A prodigious examiner of the rural Mafia, in the brigand corridor of Palermo, Francese in his dossier published posthumously in the newspaper, wrote about drug trafficking, murders, kidnappings, money laundering, corruption at play within state and federal politics, the intergeneration of the Mafia into the public sector, and was perhaps the first reporter to understand what was going on in Corleone and how it would impact on the so-called “mafia of the velvet gloves” in Palermo.

1) The other was Agostino Coppola, a parish priest in Carini, a few miles to the north of Monreale. Nephew of the infamous Italian/American gangster Francesco “Three Fingers Frank” Coppola, the clergyman who one day will perform the marriage ceremony for Salvatore Riina and his bride, is himself, a Mafioso, in the clan of Ramacca, under the leadership of Calogero Conti, in the province of Catania. See La Repubblica, April 1, 2018.

2) Cutrera, Antonino. The Mafia and The Mafiosi, Palermo: Albert Reber, 1900. Sciascia, Leonardo. The History of the Mafia, Storia Illustrata, 1972.

3) Teatro Massimo opened in May 1893 and closed in 1974 for renovations. It stayed that way for 23 years, held hostage by Mafia controlled corruption, as Palermo clans screwed the city and state of Italy out of hundreds of millions of US dollars as they determined supply of materials and labour to their advantage. The man who disappeared was Vincenzo Guerico, a manager of a bar near the theatre who was a mufffutu, an informant, for Colonel (then captain) Russo. He vanished on the way to work, and his obvious murder by the Mafia is deserving a story of its own.

4) Corte Di Assise Diapello, Palermo, 2002.

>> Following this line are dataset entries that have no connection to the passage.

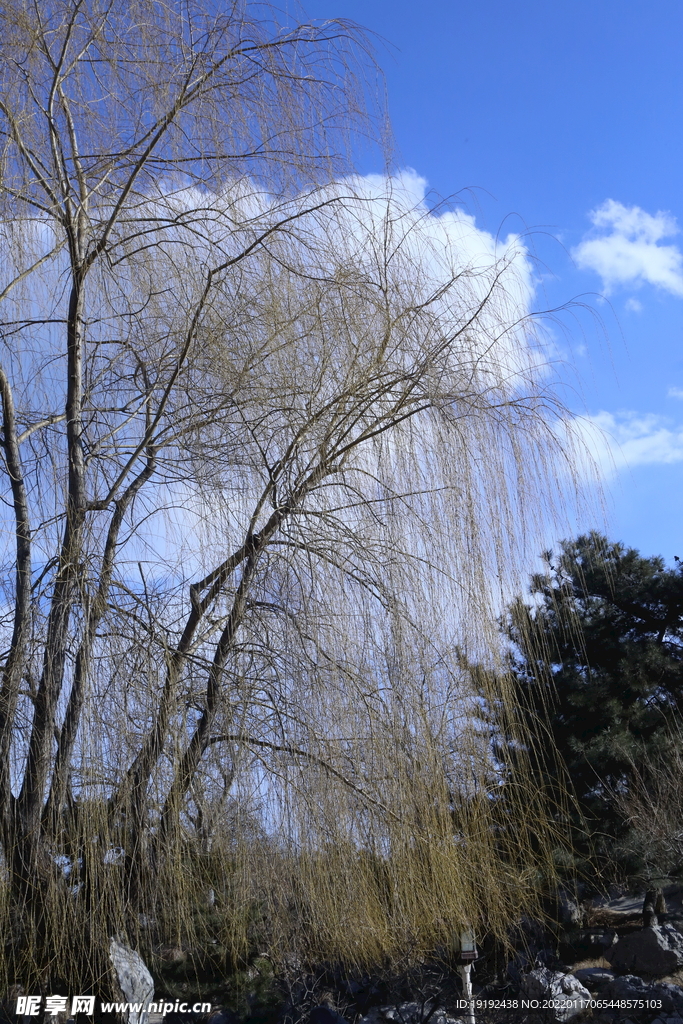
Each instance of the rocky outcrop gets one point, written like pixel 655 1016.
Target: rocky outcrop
pixel 132 982
pixel 564 989
pixel 595 978
pixel 631 987
pixel 654 950
pixel 408 1013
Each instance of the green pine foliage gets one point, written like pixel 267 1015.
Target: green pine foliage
pixel 597 660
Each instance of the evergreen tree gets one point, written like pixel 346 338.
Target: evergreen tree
pixel 598 666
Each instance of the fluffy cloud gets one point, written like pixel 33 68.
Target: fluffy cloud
pixel 626 248
pixel 613 442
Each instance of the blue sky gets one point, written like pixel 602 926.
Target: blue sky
pixel 543 113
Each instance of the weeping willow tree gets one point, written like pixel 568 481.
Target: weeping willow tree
pixel 274 438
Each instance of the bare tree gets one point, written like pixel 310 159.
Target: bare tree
pixel 273 439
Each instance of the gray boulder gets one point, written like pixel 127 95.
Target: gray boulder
pixel 632 987
pixel 132 981
pixel 652 950
pixel 570 912
pixel 565 989
pixel 408 1013
pixel 595 978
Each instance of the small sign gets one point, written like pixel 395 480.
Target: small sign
pixel 468 946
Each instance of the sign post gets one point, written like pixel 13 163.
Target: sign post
pixel 468 952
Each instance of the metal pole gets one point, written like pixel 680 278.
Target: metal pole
pixel 467 989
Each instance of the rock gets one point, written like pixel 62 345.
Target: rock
pixel 324 1015
pixel 570 912
pixel 595 978
pixel 653 950
pixel 570 995
pixel 632 987
pixel 408 1013
pixel 627 987
pixel 132 981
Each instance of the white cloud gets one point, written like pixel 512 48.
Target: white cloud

5) L’Unita, September 3, 1976.

6) Arlacchi, Pino. Men of Dishonor, New York: William Morrow & Co, 1993.  Giaconia was a close ally of Salvatore Riina, a deadly enemy and eventually killer of Bontade, at the beginning of the great Mafia war of the early 1980s.

7) Dino, Allesandro. A Colloquio con Gaspare Spattuza: Il Mulino, 2016.

8) Paolo Borsellino: The Hidden Interview. Fatto Quotidiano, January 5, 2010.

Crows are members of the Corvidcore family of birds. We often associate them with fear, loathing and death. In 1486, The Book of Saint Albans includes reference to a “murder of crows.” The term died out over the centuries and next re-appeared in The Oxford English Dictionary in 1939 then was popularized by James Lipton in his book An Exaltation of Larks in 1968.